The information on the negotiated and residual part of the wage also allows us to investigate whether an increase in the negotiated wage induces firms to adjust the other component of the wage. The red line in Figs. 11 and 12 represents the negotiated part of the wages. Note that due to the institutional setting, the evolution of the negotiated part of the wages is sticky as it is usually predetermined for 3 years. As a result the negotiated part of the wages continued to rise even during years of economic downturn (grey area).16 However, a simple graphical inspection of the evolution of the negotiated (red line) and residual (black line) part of the wages shows that in 2009 and in 2014, firms compensated for the increase of the negotiated part of the wages by reducing the residual component.17

6 Wage rigidities, employment adjustments and firms’ average employee compensation

Wage rigidities may induce firms to perform adjustments along the employment margin as an alternative way to react to shocks. Devicienti et al. (2007) find that in the 1990s, firms with higher downward rigidities in Italy tended to display higher worker reallocation rates in terms of turnover. In this section, we study whether firms that are historically characterized by high wage rigidities adjusted employment more during the recent recession and whether in this way they managed to contain their average wage per employee.
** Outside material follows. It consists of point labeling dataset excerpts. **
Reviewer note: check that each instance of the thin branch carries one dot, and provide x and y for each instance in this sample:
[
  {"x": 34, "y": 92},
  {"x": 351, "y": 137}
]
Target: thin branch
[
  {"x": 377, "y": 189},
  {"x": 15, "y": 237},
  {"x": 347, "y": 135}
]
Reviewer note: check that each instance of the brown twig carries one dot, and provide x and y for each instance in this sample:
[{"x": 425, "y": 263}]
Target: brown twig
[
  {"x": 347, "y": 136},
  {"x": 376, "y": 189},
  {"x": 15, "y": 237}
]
To do so, we make use of an alternative dataset that covers the universe of employees for a sample of firms with more than 20 employees. Observing the universe of employees in each firm is crucial in order to define an accurate measure of wage rigidities at the firm level. These data come from INPS as well, and refer to the universe of employees in the firms that belong to the Bank of Italy’s yearly survey on industrial and non-financial service firms (INVIND), and consist of around 4000 firms per year. Another advantage of using this dataset of employees is that we can enrich it with extra variables at the firm level that come directly from the INVIND survey. For example, INVIND allows us to separately observe accessions and separations that could only indirectly and partially be proxied by monthly employment changes in the INPS firm data. Moreover, INVIND provides us with additional information, like total sales (in euros) that can serve as a demand-shift control. There is also information on per capita overtime hours that can help us verify that the wage adjustment is not operated through this channel only.18

6.1 Wage rigidity: firms’ heterogeneity

We now dig into the determinants of wage rigidity. In particular, we study how the degree of wage rigidity differs among firms and which characteristics of the firm determine such heterogeneity.
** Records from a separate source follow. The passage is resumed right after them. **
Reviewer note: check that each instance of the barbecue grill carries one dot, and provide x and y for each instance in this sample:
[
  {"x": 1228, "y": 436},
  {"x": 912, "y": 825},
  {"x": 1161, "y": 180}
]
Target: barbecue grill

In order to perform this analysis, we need to compute a measure of wage rigidity at the firm level. In particular, we aim at constructing a measure that summarizes the firms’ ability to adjust wages of incumbents when hit by a shock, for example, because of higher bonuses or higher bargaining power. Similarly to what we did in Section 4, we base our measure on the asymmetry of the distribution of wage changes before the crisis. For each firm belonging to the INVIND sample, we compute the Kelley’s skewness of the distribution of yearly wage changes for job stayers and we average across the years between 2003 and 2008. This measure relies on the same assumptions described in Section 4. Positive values of the skewness are associated with the presence of wage rigidities, while values close to 0 point towards wage flexibility. We exclude all firms with few job stayers (less than 80 in the period 2003–2008) because the skewness measure would not be reliable if the number of observations in the distribution of wage changes is too small.19 Figure 13 shows how our firm-level measure of wage rigidity is distributed. The mean is larger than 0 (it is 0.13), implying that it exists some form of wage rigidity on average. Moreover, there is a high level of heterogeneity across firms (the standard deviation is 0.19).
Fig. 13

Distribution of firm level wage rigidity (Kelley’s skewness, 2003–2008)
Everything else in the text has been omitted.